Not So Kosher Cell Phones

The latest hype among chareidim are kosher cell phones. Every cell phone provider in Israel offers them starting this year. Basically you get a defeatured phone with a defeatured service, with a mehadrin hashgacha label printed on the phone (not kidding), and a separate phone number to indicate so. You can read all about them here: http://chareidi.shemayisrael.com/TZR66acellphn.htm

If you ask me, I really don’t care for this whole nonsense, except here is the problem. The kosher phones have different prefixes after the area code to signify that they are kosher, so everyone knows which service you subscribe to. Even if your regular service doesn’t have any of the content that the kosher phones prevent you’re in trouble.

So now people are getting harassed constantly if they don’t have a kosher phone. There are signs sprouting up around religious neighborhood. People get calls from the “moral religious squad” that they better switch or else. Chareidi newspapers will not print your ad if you don’t have a kosher phone, and I am sure soon (if not now) you will need to sign a paper when you sign up your kid to a chareidi school that you only use kosher phones.

All these phones have accomplished is that more Jews hate and abuse more Jews than before, nothing more.

Here is a prime example.

I was driving home with my Sofer Stam teacher, a prominent sofer in the area. He gets a phone call on his cell phone while we are in the car from some stranger who starts screaming at him about how dare he teaches safrus and doesn’t have a kosher phone. He basically politely told that he is not his mother to tell him what to do, he doesn’t understand his hashkafos and this guy doesn’t have to come and learn from him, wished him a nice day and hung up. Then he told me he gets these phone calls almost daily and even SMS messages (which cannot be sent from a kosher phone) about how he is violating the psak of the Gedolim and has no business teaching safrus. It’s terrible, but that’s kosher phones for you.

Sinas chinam is alive and kicking, and it even has a kosher label now. The Gedolim said it’s ok.

Funny Kosher Labels

Mehadrin hashgachos have always been notorious for strange chumras and certifying anything as kosher, even if it’s poisonous, such as laundry detergents and floor cleaners.

But these showed up around Pesach:

Butter Kosher for Pesach AND for Erev Pesach. I guess there is no Chametz AND Matza in this butter.
(Click on the picture to see it clearly)




Glatt Alfalfa. Those grassy strings are real smooth.

Glatt Cheese. Don’t want those bumps and holes on the cheese. We want smooth cheese.


Stay tuned for Cholov Yisrael Chicken. Coming to the store near you.

Chareidim dressing like Muslims

I have been saying for a long time that this will happen one day. And that day was this year’s Erev Pesach. I walked into the local Mehadrin supermarket which was packed with people and see this woman standing in line to the cash register. At first I thought to myself, "That’s weird. What’s a religious Muslim woman doing in a supermarket in Ramat Bet Shemesh?" And then I realized that this is a chasidishe lady dressed in a Muslim garb. She was standing with her kid with long peyos looking like a regular chasidishe kid. But she was wearing something that looked like a hajab with her whole head covered and only her face exposed.
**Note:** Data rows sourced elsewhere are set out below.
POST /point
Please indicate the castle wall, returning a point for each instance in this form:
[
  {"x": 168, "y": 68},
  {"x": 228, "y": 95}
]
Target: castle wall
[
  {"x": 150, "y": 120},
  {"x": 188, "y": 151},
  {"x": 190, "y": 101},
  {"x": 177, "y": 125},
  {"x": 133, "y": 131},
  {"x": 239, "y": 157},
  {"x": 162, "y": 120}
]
I don't really understand how someone can decide that dressing tzniyus is the same as dressing like a Muslim. But here it is.


I took this picture from my (obviously not kosher, but more on that later) cell phone at night on the street as they left the store.


Stocking up on Chometz

Most of us try to get rid of Chometz before Pesach, but some people have a different view of things. A couple of days before Pesach I was shopping in a large supermarket in a not very religious area. There was a Russian couple shopping who stuffed their cart with about 20 loaves of bread. I guess they had to stock up on it for Pesach for themselves and all their friends since none of the stores sell it then. Unless that was for their seder and they were planning on having lots of guests.

The bread of my affliction

I was glad to find out that machine Shmura Matza in Israel is much cheaper than it is in the US, only about $4 per kg ($2 per lb). Even the Hand Shmura is around $20 per kg ($10 per lb). And if you’re willing to wait to buy it until Erev Pesach then the price drops very significantly. All of this is of course if you go to a supermarket.

However, after talking to some of our friends I found out that instead of buying it from a supermarket, that buy it from Matza dealers and pay double or even triple from what the store price is. Someone told me they paid $40 per kg ($20 per lb) for their matza. When I asked, why, they told me because it tastes better. Or at least that’s what the dealer tells them.

I don’t know about them, but for such a price I am willing to eat the store sold matza which to me tastes just fine. Although they probably like to feel the pain of Mitzrayim while eating it, so they have to remember the piles of money which they spent on the matza just a few days before the seder. And then when they raise and say “This is the bread of affliction…” they really mean it.